Zoom in on the two crossing airliners. The blue airborne radar with the rotating array generates the fewest number of detections (only 4 detections for these two targets), but these detections are the most precise (smallest ellipses). The small number of detections from this platform is due to its radar's 360 mechanical scan, which limits how frequently its beam can revisit a target in the scenario. The other platforms have radars with smaller scan regions, allowing them to revisit the targets at a higher rate.
view([-55 20]);
xlim([-22000 -10000]); ylim([-31000 -19000]);
title('Crossing Airliners');
Zoom in on the airliner traveling east. Same observations on the number of detections and accuracy from different radar platforms apply.
view([-70 10]);
xlim([24000 36000]); ylim([-26000 -14000]); zlim([-15000 -3000])

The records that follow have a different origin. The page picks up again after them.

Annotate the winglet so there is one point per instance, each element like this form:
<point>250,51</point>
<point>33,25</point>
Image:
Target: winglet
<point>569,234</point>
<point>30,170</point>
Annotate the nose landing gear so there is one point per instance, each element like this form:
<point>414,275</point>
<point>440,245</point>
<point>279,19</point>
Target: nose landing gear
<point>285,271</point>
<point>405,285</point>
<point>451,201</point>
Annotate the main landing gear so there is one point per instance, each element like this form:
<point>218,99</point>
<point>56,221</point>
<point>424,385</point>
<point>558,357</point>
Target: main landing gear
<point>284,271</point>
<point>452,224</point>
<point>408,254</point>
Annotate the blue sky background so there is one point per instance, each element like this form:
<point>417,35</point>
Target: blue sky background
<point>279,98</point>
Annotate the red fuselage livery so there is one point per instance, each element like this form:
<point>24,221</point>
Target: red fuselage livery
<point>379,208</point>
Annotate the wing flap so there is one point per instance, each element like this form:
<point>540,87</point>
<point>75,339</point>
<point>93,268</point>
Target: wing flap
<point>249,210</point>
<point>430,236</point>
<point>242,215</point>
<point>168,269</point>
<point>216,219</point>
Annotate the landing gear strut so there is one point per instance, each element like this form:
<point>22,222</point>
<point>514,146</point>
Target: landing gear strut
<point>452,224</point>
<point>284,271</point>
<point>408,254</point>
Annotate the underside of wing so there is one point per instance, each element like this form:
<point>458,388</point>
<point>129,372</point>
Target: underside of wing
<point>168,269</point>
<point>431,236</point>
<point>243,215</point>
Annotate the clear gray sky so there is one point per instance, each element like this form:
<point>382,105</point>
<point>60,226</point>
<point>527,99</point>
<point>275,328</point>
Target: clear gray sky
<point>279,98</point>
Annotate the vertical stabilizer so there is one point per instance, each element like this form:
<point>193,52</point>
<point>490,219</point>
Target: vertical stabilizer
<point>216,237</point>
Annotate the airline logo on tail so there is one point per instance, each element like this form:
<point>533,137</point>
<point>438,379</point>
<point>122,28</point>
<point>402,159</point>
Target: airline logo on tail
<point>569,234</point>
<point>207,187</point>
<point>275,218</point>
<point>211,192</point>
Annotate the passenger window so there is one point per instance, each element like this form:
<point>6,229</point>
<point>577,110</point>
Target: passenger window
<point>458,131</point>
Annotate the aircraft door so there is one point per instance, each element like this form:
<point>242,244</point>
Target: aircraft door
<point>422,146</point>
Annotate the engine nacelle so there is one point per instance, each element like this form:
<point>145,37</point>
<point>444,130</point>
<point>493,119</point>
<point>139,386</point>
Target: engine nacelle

title('Airliner Traveling East');
Summary
This example shows how to model a radar surveillance network and simulate detections generated by multiple airborne and ground-based radar platforms. In this example, you learned how to define scenarios, including targets and platforms that can be stationary or in motion. You also learned how to visualize the ground truth trajectories, sensor beams, detections, and associated measurement uncertainties. You can process this synthetic data through your tracking and fusion algorithms to assess their performance for this scenario. You can also modify this example to exercise your multi-target tracker against different target types and maneuvers.